Figure 1. FACS analysis of Colo230 and Colo320TP1 cells after 72 h exposure to 20 nM rapamycin, combined with 100 µM thymidine
(TdR), 10 µM TPI, or TdR + TPI: (A) cell distribution; and (B) the percentage of cells in the sub-G1-phase. Values represent means of at
least four independent experiments ± SEM. Rapa: Rapamycin; TdR: thymidine; TPI: thymidine phosphorylase inhibitor.
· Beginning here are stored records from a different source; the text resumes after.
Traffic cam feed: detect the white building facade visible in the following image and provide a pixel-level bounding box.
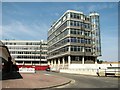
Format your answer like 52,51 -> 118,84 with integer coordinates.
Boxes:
2,40 -> 47,70
47,10 -> 101,70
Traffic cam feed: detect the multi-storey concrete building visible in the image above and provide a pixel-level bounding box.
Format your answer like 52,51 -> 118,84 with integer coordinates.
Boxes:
47,10 -> 101,69
2,40 -> 47,70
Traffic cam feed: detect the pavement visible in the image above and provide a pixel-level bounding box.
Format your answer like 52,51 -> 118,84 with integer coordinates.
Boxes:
2,72 -> 71,90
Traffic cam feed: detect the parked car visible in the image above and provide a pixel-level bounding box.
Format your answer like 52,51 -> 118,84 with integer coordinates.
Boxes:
46,67 -> 50,71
Effects of TdR, TPI and rapamycin on intracellular kinase phosphorylation levels
Rapamycin is a specific inhibitor of mTOR, a serine-threonine protein kinase directly downstream of Akt
and upstream of p70S6k. Therefore, the expression and phosphorylation levels of these intracellular kinases
were determined. In Colo320 cells, TdR and rapamycin decreased phosphorylation of mTOR, Akt, and
p70S6k [Figure 2], but TPI increased the phosphorylation of p70/S6k. In Colo320TP1 cells, TdR increased
p70S6k phosphorylation slightly. Rapamycin completely inhibited p70/S6k phosphorylation levels, while
mTOR phosphorylation hardly decreased. TPI alone hardly affected the intracellular signal transduction
pathway in these cells. The protective factor of TdR in Colo320TP1 cells was possibly mediated by activation
of p70/S6k by TdR, while, in Colo320 cells, this seems to be mediated by another mechanism.